As duas eram totalmente belas.
Mas carecia optar.
Cada um optou conforme seu capricho,
sua ilusão, sua miopia.
Em uma mesa de debates, educadores, pesquisadores, estudiosos, autores de livros, palestrantes em Congressos Nacionais e Internacionais, refletiam sobre a qualidade da gestão educacional e a construção de teorias para o bom desempenho das funções à luz dos contextos concretos, de vivência e experiência na prática.
Refletiam sobre a importância da experiência de ser professor antes de assumir a Direção de uma Escola e falavam de perfis que mais têm dado certo como gestores de escolas, indicavam que, independente da especialização, um fator determinante era a pessoa ter tendências natas para a liderança.
Entre os que participavam ativamente da discussão, um dos presentes disse que achava importante para um autor de livros de formação de gestores, que aborda sobre a gestão, ter experiência em ambientes de gestões, ter pisado ou estar pisando o “chão da escola”, ter estado ou estar frente a frente com os problemas dos espaços da gestão escolar para construir experiências e escrever com maior propriedade sobre um tema tão complexo.
Dialogou-se também que fica abstrato falar de gestão educacional sem vivenciá-la, sem conhecer o ambiente, as relações de trabalho de uma escola, as dificuldades de liderar grupos de educadores, trabalhar a formação continuada de professores, a orientação de aprendizes e famílias, os conflitos, as reais necessidades que com toda certeza um gestor educacional enfrenta em seu dia a dia de árduo trabalho.
A reflexão continua pontuando sempre como se pode falar de uma prática, orientar um trabalho de gestor quem não a vivenciou, só estudou sobre e passa a escrever orientações para que outros aprendam, adquiram experiências, sobre como trabalhar a democracia na escola e a liderança educacional.
O grupo continuou dialogando sobre o sentido da experiência para o aprender, e reconhecia que por trás de toda a teoria validada tem um exercício prático.
Para pensar: quem escreve, discursa, ministra aulas sobre liberdade, democracia, autonomia, fala do aprendiz, de desenvolvimento, de ensino e aprendizagem, de metodologia, de didática, de avaliação, de disciplina/indisciplina sem vivenciar a concretude de uma escola, de uma sala de aula, de relações diretor – coordenador -professor e aluno, seria capaz de trabalhar as contradições reais e saberia o que concretamente necessita um gestor para obter liderança significativa frente aos diferentes conflitos dos espaços educacionais?

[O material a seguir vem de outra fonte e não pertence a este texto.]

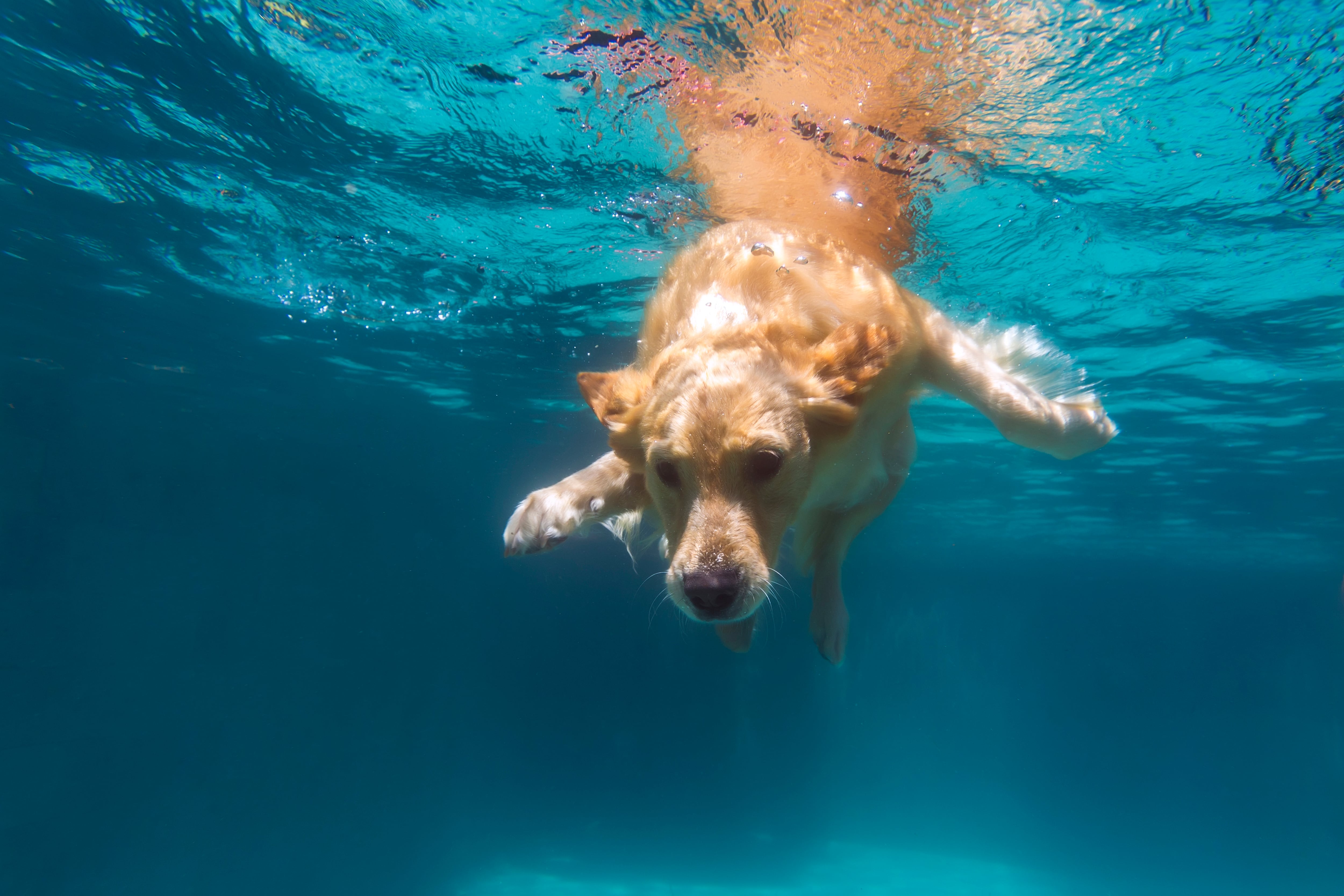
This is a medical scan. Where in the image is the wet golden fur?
[504,4,1116,662]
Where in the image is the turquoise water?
[0,0,1344,896]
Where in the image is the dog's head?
[579,325,899,623]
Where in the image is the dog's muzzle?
[681,567,743,621]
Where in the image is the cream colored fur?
[504,0,1116,664]
[504,222,1116,662]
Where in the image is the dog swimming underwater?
[504,3,1117,664]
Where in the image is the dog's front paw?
[504,485,591,558]
[808,601,849,666]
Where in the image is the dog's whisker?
[648,588,672,629]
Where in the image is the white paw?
[504,485,601,558]
[808,601,849,666]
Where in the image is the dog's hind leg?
[794,414,915,665]
[504,451,649,556]
[923,308,1118,461]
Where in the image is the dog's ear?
[579,367,649,462]
[802,324,900,426]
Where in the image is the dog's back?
[668,1,976,269]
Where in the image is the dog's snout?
[681,567,742,618]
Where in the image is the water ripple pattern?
[0,0,1344,549]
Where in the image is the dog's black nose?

O exercício de uma gestão é saber dialogar, saber ouvir, saber se posicionar com respeito, desconstruir posturas autoritárias, verdades prontas, lidar com o imprevisível, com a má formação dos educadores, com as avaliações internas e externas, com a não aprendizagem dos alunos, com o comportamento das novas gerações, com as famílias e por isso mesmo não daria para dizer sobre esses contextos sem vivenciar a prática de olhar sobre, refletir sobre, reconstruir pensares sobre e agir concretamente. É o exercício do conhecer os contextos, seus enredos, seus atores e autores reais que existem dentro do espaço escola.
De longe não se conhece o dia a dia de uma escola. Para conhecê-la é preciso de uma imersão na realidade escolar e, estando inserido construir os saberes na prática e para a prática e aceitar que para ser um bom gestor terá que ser um eterno aprendiz de teorias e práticas de gestão.
A construção de saberes não se dá a partir de leituras e reflexões distantes de um diálogo com o sensível real. Quem pensa que a partir de leituras de registros se apropria de verdades, terá apenas parte da verdade, é necessário que compreenda que a verdade pensada por um, para também ser verdade de outros é preciso realizar o movimento de apropriação que se dá por meio da vivência e da experiência. Repetir o que não se construiu ou reconstruiu é ser copista e emissor de opiniões e pareceres a partir de construções alheias e sem qualquer fundamento.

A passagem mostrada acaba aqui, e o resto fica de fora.